# Empire State troops



## cccp (Dec 15, 2006)

In a more offensive Empire army, would it be better to have 20 halberdiers with 10 man swordsman detatchments, 20 swordsmen with halberdier attatchments or pure swordsmen or halberdiers?

obviously i would have other missile troops, cavalry and artillery supporting them.

what are peoples opinion on this?


----------



## bob3472 (Feb 20, 2008)

id go with 20 swordsmen just because i think they're cooler :biggrin:


----------



## Master Andael (Jan 18, 2008)

20 swordsmen units with 10 halbediers detachments. Almost always flank charge with halberds is nice:mrgreen:


----------



## Lord Sinkoran (Dec 23, 2006)

Master Andael said:


> 20 swordsmen units with 10 halbediers detachments.

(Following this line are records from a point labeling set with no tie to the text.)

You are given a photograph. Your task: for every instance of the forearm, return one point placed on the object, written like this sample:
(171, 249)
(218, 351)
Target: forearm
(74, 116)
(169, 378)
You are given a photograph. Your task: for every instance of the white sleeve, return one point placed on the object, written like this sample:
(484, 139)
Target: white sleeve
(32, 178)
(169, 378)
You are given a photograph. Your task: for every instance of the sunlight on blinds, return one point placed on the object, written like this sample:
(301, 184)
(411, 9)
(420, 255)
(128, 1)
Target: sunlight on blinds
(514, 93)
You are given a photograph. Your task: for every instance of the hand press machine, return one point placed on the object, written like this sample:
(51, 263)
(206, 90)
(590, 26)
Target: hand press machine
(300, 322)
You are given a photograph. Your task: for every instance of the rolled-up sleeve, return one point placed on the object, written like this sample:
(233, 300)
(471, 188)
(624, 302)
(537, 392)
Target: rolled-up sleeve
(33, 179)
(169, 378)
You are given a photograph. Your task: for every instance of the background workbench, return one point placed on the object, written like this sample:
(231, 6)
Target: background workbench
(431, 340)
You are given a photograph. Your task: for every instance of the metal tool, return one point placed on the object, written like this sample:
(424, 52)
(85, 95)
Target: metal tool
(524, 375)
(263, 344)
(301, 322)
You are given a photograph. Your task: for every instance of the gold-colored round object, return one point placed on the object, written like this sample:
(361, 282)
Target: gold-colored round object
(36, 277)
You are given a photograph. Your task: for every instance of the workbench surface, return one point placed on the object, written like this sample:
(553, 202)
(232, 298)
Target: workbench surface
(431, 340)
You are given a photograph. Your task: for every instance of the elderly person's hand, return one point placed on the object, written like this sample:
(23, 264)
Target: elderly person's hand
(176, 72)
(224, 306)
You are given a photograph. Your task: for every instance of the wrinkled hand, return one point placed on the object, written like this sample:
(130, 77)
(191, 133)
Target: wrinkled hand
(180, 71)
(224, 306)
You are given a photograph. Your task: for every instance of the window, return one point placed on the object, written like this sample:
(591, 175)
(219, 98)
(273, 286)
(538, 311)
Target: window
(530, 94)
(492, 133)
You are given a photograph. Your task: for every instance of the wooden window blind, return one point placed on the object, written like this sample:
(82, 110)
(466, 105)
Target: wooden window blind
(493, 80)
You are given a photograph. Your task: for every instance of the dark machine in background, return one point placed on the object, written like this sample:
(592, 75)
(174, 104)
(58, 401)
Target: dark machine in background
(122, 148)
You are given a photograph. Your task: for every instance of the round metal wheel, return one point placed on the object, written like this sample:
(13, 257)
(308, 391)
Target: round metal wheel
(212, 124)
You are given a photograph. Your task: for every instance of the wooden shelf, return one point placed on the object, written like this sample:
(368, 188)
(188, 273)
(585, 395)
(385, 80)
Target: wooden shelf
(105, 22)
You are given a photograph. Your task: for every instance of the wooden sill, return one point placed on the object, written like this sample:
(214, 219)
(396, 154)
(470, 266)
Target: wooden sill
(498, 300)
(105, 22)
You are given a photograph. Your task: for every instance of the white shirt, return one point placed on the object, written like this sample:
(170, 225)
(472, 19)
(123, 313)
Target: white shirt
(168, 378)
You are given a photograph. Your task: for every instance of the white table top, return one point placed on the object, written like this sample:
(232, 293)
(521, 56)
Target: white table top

Almost always flank charge with halberds is nice:mrgreen:


agreed :good:


----------



## Wade (Jan 21, 2007)

Master Andael said:


> 20 swordsmen units with 10 halbediers detachments. Almost always flank charge with halberds is nice:mrgreen:


This is also the way I would go, this way your main unit get the extra save for HW + shield making them more durable and the more vunerable unit goes in the side to minimise damage.


----------



## swntzu (Dec 25, 2007)

Right. Let's look at what they're going to be used for here:

They will be get charged. With M4, you are very average and will rarely charge your enemy. As a result, a swordsmen block would be ideal due to their higher WS for the same cost as other state troop variants.

Now the detachments:

How many wounds are you going to cause with 5 (at best) S4 attacks largely hitting on 4s? In return you can expect some extra attacks back from your enemy and with a limited toughness and armour save, you might end up losing combat resolution.

It is for the above reason that I would always go with swordsmen since they are more survivable. The detachment is there jst to provide the +1 CR for flanking and removing ranks.

(I have to say that this idea is not my own and was given to me by an experience player.)


----------



## daemonhammer (Feb 20, 2008)

i think we all agree on the swordsmen holding while the halberds flank so go do it


----------



## swntzu (Dec 25, 2007)

daemonhammer said:


> i think we all agree on the swordsmen holding while the halberds flank so go do it


Did you even bother to read my post?


----------



## Hespithe (Dec 26, 2006)

I've always been a fan of the block of 25 Swordsmen with a Hero level character and a supporting unit (or two) of 9 Free Company Militia in a 3x3 formation.


----------